Differentiating the effects of β-adrenergic stimulation and stretch on calcium and force dynamics using a novel electromechanical cardiomyocyte model.

Am J Physiol Heart Circ Physiol 2020 09 31;319(3):H519-H530. Epub 2020 Jul 31.

Department of Biomedical Engineering, Cardiovascular Research Institute Maastricht, Maastricht University, Maastricht, The Netherlands.

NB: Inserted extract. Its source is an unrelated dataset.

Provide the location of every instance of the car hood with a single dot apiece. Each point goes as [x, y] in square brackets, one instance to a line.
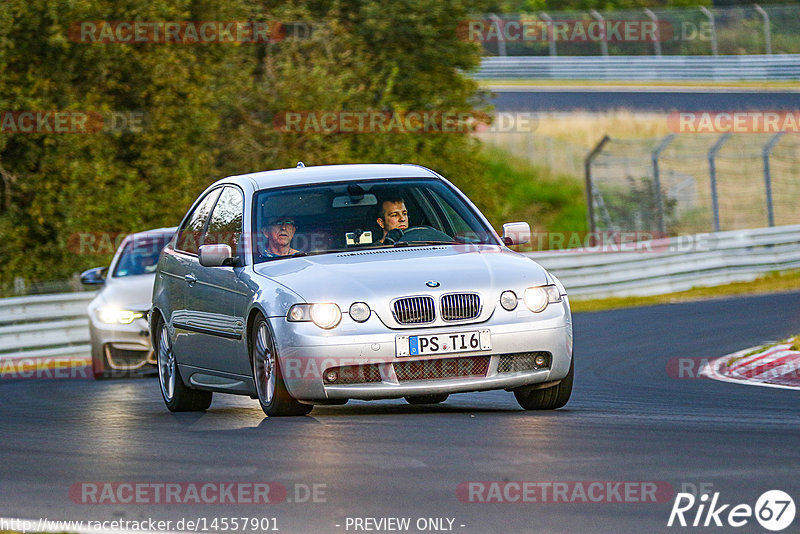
[128, 292]
[381, 275]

Cardiac electrophysiology and mechanics are strongly interconnected. Calcium is crucial in this complex interplay through its role in cellular electrophysiology and sarcomere contraction. We aim to differentiate the effects of acute β-adrenergic stimulation (β-ARS) and cardiomyocyte stretch (increased sarcomere length) on calcium-transient dynamics and force generation, using a novel computational model of cardiac electromechanics. We implemented a bidirectional coupling between the O'Hara-Rudy model of human ventricular electrophysiology and the MechChem model of sarcomere mechanics through the buffering of calcium by troponin. The coupled model was validated using experimental data from large mammals or human samples. Calcium transient and force were simulated for various degrees of β-ARS and initial sarcomere lengths. The model reproduced force-frequency, quick-release, and isotonic contraction experiments, validating the bidirectional electromechanical interactions. An increase in β-ARS increased the amplitudes of force (augmented inotropy) and calcium transient, and shortened both force and calcium-transient duration (lusitropy). An increase in sarcomere length increased force amplitude even more, but decreased calcium-transient amplitude and increased both force and calcium-transient duration. Finally, a gradient in relaxation along the thin filament may explain the nonmonotonic decay in cytosolic calcium observed with high tension. Using a novel coupled human electromechanical model, we identified differential effects of β-ARS and stretch on calcium and force. Stretch mostly contributed to increased force amplitude and β-ARS to the reduction of calcium and force duration. We showed that their combination, rather than individual contributions, is key to ensure force generation, rapid relaxation, and low diastolic calcium levels. This work identifies the contribution of electrical and mechanical alterations to regulation of calcium and force under exercise-like conditions using a novel human electromechanical model integrating ventricular electrophysiology and sarcomere mechanics. By better understanding their individual and combined effects, this can uncover arrhythmogenic mechanisms in exercise-like situations. This publicly available model is a crucial step toward understanding the complex interplay between cardiac electrophysiology and mechanics to improve arrhythmia risk prediction and treatment.